To combat this, Weitzman maintains a professional tone when discussing her film work.

“When I talk to adults about my film work, I show them what I’ve done, and I talk about how I planned and go over the details to show them that it wasn’t just a silly thing I shot on my phone last minute,” Weitzman said.

Film festivals are a popular and useful way for cinematographers to display their work. Weitzman, however, finds that it is difficult to get her work out to the world, because many film festivals require a fee to enter, limiting the amount of festivals she can submit her movies to.

“If you get in [to film festivals], it’s really fun and cool since you can be appreciated not just across New Jersey but across the country. The con is just that some cost money to submit to them, so if you don’t get in, it’s kind of a waste of money,” Weitzman said.

Senior Carly Drabeck of Oceanport has filmed PSAs for small companies for free in order to showcase her work.

“It’s good experience and looks good on resumes… The cons are just that it takes up a lot of your time and there’s really no monetary benefit,” Drabeck said.

While students run the risk of being scammed on a job, Drabeck finds that students can avoid this through experience.

“Before I take a job, I weed out who’s a scam and who’s not. Salowe’s told me, which people come to you and how they approach you, you can tell if they’re a scam or if they’re not,” Drabeck said.

Because of these restrictions, young photographers and cinematographers are utilizing social media as a medium for showcasing their work. Weitzman is planning on creating a Vimeo account. As a video sharing website, Vimeo allows filmmakers to upload their short films to the website for other people to watch.

“In the future, I will have my own Vimeo page. Actually, I will make one really soon,” Weitzman said.

Instagram, an app that allows users to share pictures and videos, is also used widely by young photographers and cinematographers, including junior Marissa Ho of Marlboro.

“Right now, I have a photography Instagram account @marissahophotography where I put all of my work from my journalistic photos from school or just artsy photos I take… one of the benefits is just getting your name out there and having people see your work,” Ho said.

While using Instagram can be beneficial for young photographers and cinematographers in sharing their work, Senior Grace Maloney of Middletown found that starting her page presented challenges.

“There are so many photographers on Instagram, it is kind of hard to stand out,” Maloney said.

Ho finds that using social media to showcase her work can be discouraging, as well.

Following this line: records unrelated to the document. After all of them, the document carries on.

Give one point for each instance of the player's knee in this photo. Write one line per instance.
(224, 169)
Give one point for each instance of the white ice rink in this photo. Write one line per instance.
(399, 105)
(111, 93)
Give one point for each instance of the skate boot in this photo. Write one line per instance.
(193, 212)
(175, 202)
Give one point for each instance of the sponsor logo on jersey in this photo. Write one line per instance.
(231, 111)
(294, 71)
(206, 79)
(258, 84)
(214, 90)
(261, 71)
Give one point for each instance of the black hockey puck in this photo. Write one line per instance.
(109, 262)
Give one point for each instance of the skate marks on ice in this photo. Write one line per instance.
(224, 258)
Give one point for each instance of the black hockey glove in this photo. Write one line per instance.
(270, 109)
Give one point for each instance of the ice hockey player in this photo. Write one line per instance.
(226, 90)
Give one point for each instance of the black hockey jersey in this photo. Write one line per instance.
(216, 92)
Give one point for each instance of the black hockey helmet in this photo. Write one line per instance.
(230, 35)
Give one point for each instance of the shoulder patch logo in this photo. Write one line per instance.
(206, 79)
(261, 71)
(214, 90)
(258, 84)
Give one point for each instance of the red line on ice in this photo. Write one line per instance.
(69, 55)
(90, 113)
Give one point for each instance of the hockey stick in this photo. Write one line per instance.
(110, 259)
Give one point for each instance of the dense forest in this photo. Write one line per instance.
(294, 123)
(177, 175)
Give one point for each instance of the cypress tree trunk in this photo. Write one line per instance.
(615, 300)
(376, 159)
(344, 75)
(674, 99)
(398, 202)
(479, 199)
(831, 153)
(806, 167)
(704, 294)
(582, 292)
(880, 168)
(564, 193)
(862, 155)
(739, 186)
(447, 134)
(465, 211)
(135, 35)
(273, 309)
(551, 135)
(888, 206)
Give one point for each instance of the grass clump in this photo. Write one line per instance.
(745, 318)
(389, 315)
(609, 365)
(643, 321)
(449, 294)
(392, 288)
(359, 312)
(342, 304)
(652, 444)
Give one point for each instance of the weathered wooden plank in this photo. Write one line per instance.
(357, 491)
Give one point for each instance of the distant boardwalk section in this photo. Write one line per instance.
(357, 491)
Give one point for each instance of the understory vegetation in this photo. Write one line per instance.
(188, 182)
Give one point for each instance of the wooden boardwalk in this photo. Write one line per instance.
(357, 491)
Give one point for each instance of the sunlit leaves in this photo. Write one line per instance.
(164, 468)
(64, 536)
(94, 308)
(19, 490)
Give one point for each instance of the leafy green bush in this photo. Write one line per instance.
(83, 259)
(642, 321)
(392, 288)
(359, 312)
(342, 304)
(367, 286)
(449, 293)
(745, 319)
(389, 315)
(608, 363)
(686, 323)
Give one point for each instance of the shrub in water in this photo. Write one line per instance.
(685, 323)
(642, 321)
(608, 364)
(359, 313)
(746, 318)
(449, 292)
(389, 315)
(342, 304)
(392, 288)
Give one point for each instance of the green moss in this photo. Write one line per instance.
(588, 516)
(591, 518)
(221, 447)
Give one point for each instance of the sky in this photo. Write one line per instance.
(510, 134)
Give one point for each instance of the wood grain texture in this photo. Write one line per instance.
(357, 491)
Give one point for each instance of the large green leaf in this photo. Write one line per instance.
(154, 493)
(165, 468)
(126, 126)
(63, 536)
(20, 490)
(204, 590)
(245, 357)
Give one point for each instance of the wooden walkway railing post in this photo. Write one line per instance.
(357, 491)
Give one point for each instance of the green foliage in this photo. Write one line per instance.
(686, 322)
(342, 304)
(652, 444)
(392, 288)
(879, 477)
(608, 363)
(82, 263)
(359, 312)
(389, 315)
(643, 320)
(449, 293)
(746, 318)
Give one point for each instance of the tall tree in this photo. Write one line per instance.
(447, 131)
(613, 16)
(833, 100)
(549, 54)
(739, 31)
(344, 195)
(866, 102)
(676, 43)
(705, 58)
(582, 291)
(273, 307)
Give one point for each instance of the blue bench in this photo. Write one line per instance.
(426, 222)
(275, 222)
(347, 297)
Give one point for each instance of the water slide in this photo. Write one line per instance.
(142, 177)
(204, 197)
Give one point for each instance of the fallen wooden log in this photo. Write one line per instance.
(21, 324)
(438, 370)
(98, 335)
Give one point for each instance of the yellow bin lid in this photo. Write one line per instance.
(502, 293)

“Some people critique your work and that sort of brings you down… When your photos don’t get as many likes or views as some other people… it doesn’t bring your confidence up,” Ho said.

Maloney finds that confidence is an issue young photographers and cinematographers struggle with, but believes that this should not intimidate young artists from practicing and gaining experience.

“I just feel less comfortable personally. That’s a struggle every artist has to get through at one point. I think there are definitely people out there who will look down on you for being younger… but the only way to gain experience is by doing and practicing, so you might as well keep going and be confident in yourself,” Maloney said.

Ho agrees that in the end, student photographers and cinematographers are not defined by their age but by their work.

“I’m sure people take work less seriously for anyone of younger age, but I think it really just depends on how good your work is and not how old you are,” Ho said.